Analyze the temporal patterns in the data:
1. Plot trends over time
2. Check for seasonality
3. Calculate moving averages
4. Identify any significant changes
""")

# Example 3: Predictive Analysis
analysis_manager.ask_question("""
Build a simple predictive model:
1. Prepare the data (split features/target)
2. Create a basic regression model
3. Evaluate the model performance
4. Visualize the predictions vs actual values
""")

## Handling Generated Files

Code Interpreter can generate various types of files.
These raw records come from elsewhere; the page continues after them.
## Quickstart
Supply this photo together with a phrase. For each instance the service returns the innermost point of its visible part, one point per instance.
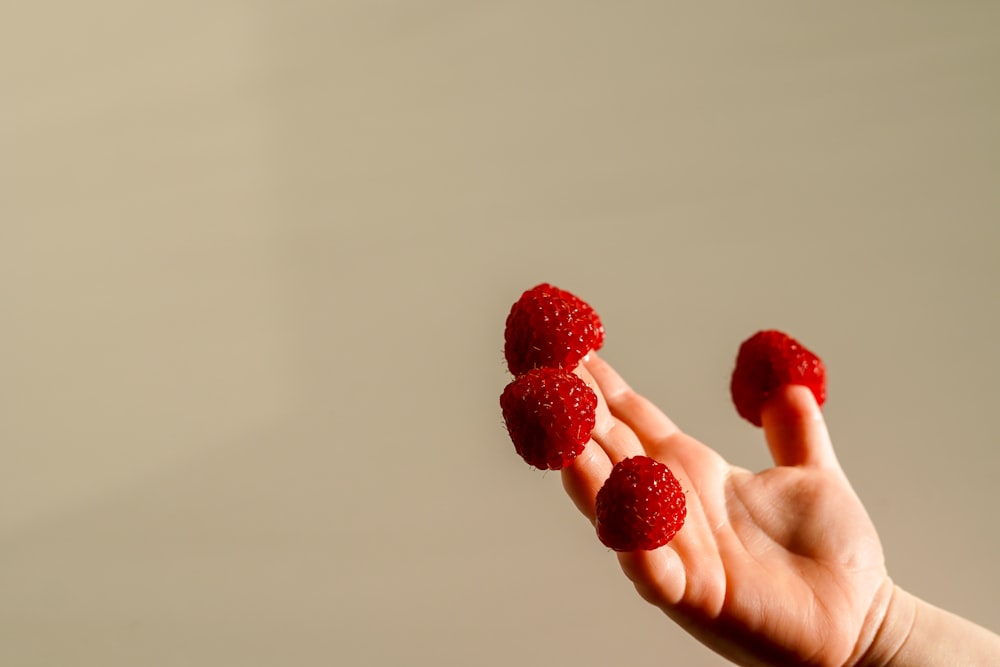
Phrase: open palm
(782, 566)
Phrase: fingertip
(796, 430)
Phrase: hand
(782, 566)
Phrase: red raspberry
(549, 414)
(640, 506)
(550, 327)
(768, 360)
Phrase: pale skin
(781, 567)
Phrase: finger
(585, 476)
(658, 575)
(795, 429)
(645, 419)
(615, 437)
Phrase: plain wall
(255, 260)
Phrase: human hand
(777, 567)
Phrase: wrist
(914, 633)
(893, 630)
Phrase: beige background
(256, 259)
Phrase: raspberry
(549, 415)
(550, 327)
(768, 360)
(640, 506)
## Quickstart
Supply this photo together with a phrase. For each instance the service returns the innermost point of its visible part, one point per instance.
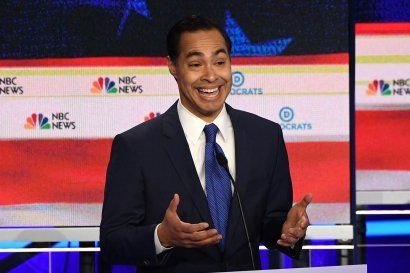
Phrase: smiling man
(169, 203)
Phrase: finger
(306, 200)
(201, 235)
(190, 228)
(303, 223)
(173, 205)
(283, 243)
(202, 243)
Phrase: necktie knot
(210, 133)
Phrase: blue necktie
(218, 184)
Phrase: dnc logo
(103, 84)
(238, 80)
(287, 115)
(151, 115)
(34, 121)
(376, 86)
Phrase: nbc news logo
(398, 87)
(59, 121)
(126, 85)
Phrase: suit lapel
(243, 159)
(177, 148)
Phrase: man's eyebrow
(194, 53)
(221, 50)
(200, 54)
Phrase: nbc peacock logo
(376, 85)
(103, 84)
(37, 121)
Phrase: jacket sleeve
(123, 237)
(279, 201)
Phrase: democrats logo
(151, 115)
(126, 85)
(287, 116)
(59, 121)
(396, 87)
(240, 88)
(10, 86)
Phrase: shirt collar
(193, 126)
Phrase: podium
(361, 268)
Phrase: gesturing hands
(173, 232)
(296, 223)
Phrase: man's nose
(209, 74)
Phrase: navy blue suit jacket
(152, 161)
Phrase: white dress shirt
(193, 128)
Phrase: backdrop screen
(73, 74)
(383, 106)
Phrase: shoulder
(142, 134)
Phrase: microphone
(220, 157)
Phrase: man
(169, 206)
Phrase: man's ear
(171, 67)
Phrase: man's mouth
(208, 90)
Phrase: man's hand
(173, 232)
(296, 223)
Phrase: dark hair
(191, 24)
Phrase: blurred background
(334, 74)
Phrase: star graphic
(242, 46)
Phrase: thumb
(173, 205)
(306, 200)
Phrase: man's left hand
(296, 223)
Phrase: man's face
(203, 72)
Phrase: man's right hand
(173, 232)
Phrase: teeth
(208, 90)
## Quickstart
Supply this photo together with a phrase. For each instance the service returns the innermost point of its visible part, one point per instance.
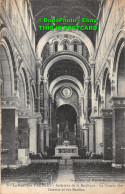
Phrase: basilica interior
(62, 88)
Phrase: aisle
(65, 173)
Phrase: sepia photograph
(62, 96)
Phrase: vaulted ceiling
(75, 9)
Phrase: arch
(75, 47)
(65, 40)
(70, 104)
(120, 39)
(66, 77)
(56, 46)
(76, 40)
(121, 73)
(107, 92)
(65, 84)
(34, 96)
(24, 70)
(80, 35)
(22, 89)
(7, 74)
(120, 44)
(106, 87)
(7, 40)
(69, 57)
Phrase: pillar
(38, 77)
(86, 81)
(98, 135)
(118, 130)
(45, 115)
(9, 136)
(92, 65)
(107, 133)
(33, 135)
(42, 138)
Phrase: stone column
(86, 138)
(38, 77)
(45, 116)
(9, 133)
(23, 131)
(107, 133)
(86, 81)
(118, 130)
(94, 135)
(98, 135)
(92, 65)
(50, 110)
(33, 134)
(42, 138)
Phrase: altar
(66, 152)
Here's how to handle them:

In [None]:
def handle_generated_files(message):
    """Process files generated by Code Interpreter"""
    generated_files = []
    
    for content in message.content:
        if content.type == 'image_file':
            generated_files.append({
                'type': 'image',
                'file_id': content.image_file.file_id
            })
        elif content.type == 'text':
            # Check for file path annotations
            for annotation in content.text.annotations:
                if hasattr(annotation, 'file_path'):
                    generated_files.append({
                        'type': 'data',
                        'file_id': annotation.file_path.file_id
                    })
    
    return generated_files

## Best Practices and Tips

1. **File Handling**:
   - Keep files under 512 MB
   - Use supported file formats (CSV, JSON, XLSX, etc.)
   - Clean up downloaded files when no longer needed

2. **Code Execution**:
   - Monitor execution outputs for errors
   - Handle generated files appropriately
   - Keep track of file IDs for later reference

3. **Analysis Flow**:
   - Start with exploratory analysis
   - Break down complex analyses into steps
   - Save important visualizations and results

## Cleanup Function

In [None]:
def cleanup_resources(file_ids=None):
    """Clean up uploaded and generated files"""
    if file_ids:
        for file_id in file_ids:
            try:
                client.files.delete(file_id)
                print(f"Deleted file: {file_id}")
            except Exception as e:
                print(f"Error deleting file: {e}")

## Conclusion

We've built a comprehensive data analysis system using OpenAI's Assistants API with Code Interpreter. The system can:
- Handle data file uploads and downloads
- Perform complex analyses
- Generate visualizations
- Create detailed reports

Try experimenting with different types of analyses and data files to explore the full capabilities of Code Interpreter. Remember to handle your files and API resources responsibly in production environments.